Juan Dunton was indicted for rape and kidnapping and after a trial by jury, convicted of the rape. This appeal follows the denial of Dunton's motion for a new trial.
At trial, the evidence showed that the victim first encountered Dunton in front of a convenience store when she was attempting to repair her car and he offered assistance. After getting the car started, Dunton and the victim drove around town for several hours while Dunton smoked crack cocaine. The rape occurred after Dunton pulled into a heavily wooded area and the car stopped running. Although Dunton testified the victim smoked cocaine with him and agreed to have intercourse with him in exchange for cocaine, the victim denied both these assertions.
On appeal, Dunton contends the trial court erred in granting the State's motion in limine, prohibiting him from cross-examining the victim concerning whether she had used cocaine in the past. Dunton argues that since the State's direct examination of the victim portrayed her as a woman who was naive to the drug scene, he should have been able to rebut the inference of naivete' and probe her credibility with questions concerning prior drug use. We disagree.
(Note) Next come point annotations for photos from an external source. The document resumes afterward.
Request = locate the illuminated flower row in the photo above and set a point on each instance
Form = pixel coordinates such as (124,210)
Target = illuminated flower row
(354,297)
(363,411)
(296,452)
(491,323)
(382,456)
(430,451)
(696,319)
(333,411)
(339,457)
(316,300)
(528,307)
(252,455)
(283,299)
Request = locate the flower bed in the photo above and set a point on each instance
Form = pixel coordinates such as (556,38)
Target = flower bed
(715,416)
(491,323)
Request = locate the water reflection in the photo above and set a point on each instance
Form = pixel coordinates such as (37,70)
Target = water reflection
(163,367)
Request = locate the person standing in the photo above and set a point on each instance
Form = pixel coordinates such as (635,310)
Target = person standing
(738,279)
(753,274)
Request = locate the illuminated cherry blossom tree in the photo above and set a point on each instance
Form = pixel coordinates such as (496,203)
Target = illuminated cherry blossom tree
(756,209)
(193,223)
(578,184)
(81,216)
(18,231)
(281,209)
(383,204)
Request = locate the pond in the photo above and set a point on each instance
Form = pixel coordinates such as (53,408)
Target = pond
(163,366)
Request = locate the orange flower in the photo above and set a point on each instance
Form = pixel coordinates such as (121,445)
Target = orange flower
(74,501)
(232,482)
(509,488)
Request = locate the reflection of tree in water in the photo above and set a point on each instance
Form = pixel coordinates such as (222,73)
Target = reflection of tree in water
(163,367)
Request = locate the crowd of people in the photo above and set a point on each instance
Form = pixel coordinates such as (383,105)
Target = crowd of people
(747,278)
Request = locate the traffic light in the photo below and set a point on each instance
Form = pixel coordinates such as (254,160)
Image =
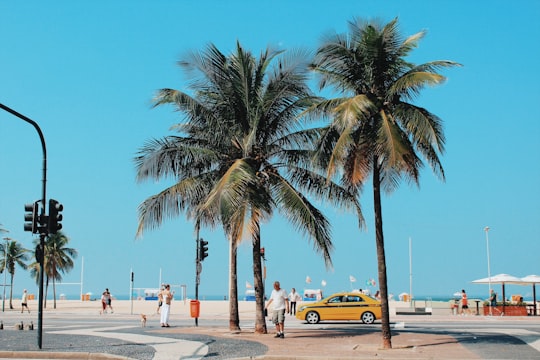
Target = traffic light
(203,249)
(55,216)
(31,218)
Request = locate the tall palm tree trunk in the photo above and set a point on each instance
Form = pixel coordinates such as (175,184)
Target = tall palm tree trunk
(54,293)
(234,319)
(260,322)
(381,257)
(11,293)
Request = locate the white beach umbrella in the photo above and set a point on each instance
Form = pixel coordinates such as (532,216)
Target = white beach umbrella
(500,279)
(532,279)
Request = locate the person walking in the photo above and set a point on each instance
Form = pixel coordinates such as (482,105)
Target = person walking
(160,299)
(293,298)
(281,306)
(464,303)
(24,302)
(493,298)
(103,303)
(109,300)
(166,296)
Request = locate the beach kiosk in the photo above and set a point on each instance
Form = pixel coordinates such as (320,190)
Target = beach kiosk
(312,295)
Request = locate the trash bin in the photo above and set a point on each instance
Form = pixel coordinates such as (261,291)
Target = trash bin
(195,306)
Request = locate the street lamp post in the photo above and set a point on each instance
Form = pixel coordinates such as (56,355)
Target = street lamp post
(5,268)
(486,229)
(40,249)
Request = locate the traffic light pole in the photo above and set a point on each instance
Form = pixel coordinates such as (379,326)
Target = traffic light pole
(41,252)
(198,268)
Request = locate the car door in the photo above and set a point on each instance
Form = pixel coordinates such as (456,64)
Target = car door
(333,310)
(356,306)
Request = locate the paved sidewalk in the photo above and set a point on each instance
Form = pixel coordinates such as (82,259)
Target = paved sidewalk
(120,336)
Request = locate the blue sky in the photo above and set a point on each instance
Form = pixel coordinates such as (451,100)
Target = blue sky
(87,71)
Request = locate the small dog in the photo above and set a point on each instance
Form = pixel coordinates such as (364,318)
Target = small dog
(143,320)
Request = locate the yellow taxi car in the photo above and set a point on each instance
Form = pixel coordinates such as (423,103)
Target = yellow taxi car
(342,306)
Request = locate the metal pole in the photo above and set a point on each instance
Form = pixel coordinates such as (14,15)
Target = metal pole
(410,272)
(486,229)
(5,266)
(42,235)
(198,268)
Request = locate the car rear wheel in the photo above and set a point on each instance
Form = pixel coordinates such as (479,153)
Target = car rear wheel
(312,317)
(368,318)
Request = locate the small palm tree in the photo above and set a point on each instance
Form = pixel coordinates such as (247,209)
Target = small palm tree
(13,254)
(58,260)
(376,129)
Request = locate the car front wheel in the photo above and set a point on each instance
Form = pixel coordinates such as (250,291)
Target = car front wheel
(312,317)
(368,318)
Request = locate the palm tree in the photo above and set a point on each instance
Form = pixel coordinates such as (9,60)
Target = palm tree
(13,254)
(58,260)
(244,153)
(376,130)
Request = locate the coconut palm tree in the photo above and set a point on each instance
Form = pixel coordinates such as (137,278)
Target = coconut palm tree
(58,260)
(376,130)
(244,153)
(12,254)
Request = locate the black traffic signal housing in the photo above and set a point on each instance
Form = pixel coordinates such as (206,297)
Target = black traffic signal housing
(55,216)
(31,218)
(203,249)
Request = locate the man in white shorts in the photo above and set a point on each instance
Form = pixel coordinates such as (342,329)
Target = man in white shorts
(281,305)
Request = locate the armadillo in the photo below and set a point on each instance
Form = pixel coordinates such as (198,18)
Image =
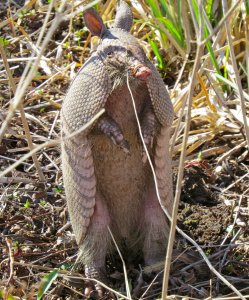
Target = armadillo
(108,183)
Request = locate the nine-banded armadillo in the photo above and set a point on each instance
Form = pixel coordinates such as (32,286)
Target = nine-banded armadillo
(107,181)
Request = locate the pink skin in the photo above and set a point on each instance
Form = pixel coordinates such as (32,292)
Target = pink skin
(142,72)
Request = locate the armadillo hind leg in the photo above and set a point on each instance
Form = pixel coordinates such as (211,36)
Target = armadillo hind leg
(156,229)
(109,127)
(94,247)
(148,125)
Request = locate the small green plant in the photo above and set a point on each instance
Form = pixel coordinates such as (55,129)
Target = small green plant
(58,189)
(27,204)
(4,42)
(46,283)
(43,203)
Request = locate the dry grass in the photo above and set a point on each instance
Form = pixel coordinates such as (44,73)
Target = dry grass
(41,50)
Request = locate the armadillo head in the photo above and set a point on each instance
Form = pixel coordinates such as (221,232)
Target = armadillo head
(119,50)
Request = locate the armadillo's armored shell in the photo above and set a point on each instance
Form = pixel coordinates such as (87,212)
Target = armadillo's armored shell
(160,99)
(87,94)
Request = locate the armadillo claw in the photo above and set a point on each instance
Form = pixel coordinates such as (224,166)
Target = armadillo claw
(95,292)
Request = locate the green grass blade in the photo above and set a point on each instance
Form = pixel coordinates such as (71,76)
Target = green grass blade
(173,31)
(155,49)
(247,7)
(46,283)
(209,9)
(6,296)
(155,8)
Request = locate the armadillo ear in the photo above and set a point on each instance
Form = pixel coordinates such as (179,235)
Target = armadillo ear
(94,22)
(124,18)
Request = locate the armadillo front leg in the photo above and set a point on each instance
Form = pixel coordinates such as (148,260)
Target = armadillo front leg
(109,127)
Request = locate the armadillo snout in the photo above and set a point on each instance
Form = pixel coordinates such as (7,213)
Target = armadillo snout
(141,72)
"The right to a thorough and sifting cross-examination is not abridged when the trial judge limits it to relevant matters. Stephens v. State, 207 Ga. App. 645
, 646 (1) (428 SE2d 661
) (1993)." Peterson v. State, 212 Ga. App. 31
, 33 (3) (441 SE2d 267
) (1994). In the instant case, the record does not support Dunton's assertion that during the State's examination of the victim, it portrayed her as a woman naive to the drug scene. Moreover, whether the victim used drugs in the past or was generally knowledgeable about illegal drugs is irrelevant to the issue of whether Dunton committed the offenses of rape and kidnapping. Rape is no more lawful when committed against a woman who uses cocaine than it is against one who does not use cocaine. Furthermore, " '[i]nstances of specific misconduct may not be used to impeach a witness' character or veracity unless the misconduct has resulted in the conviction of a crime involving moral turpitude ' [Cits.]" Woods v. State, 210 Ga. App. 172
, 173 (1) (435 SE2d 464
) (1993). Since no such conviction has been shown to exist in this case, we find no error in limiting Dunton's cross-examination of the victim.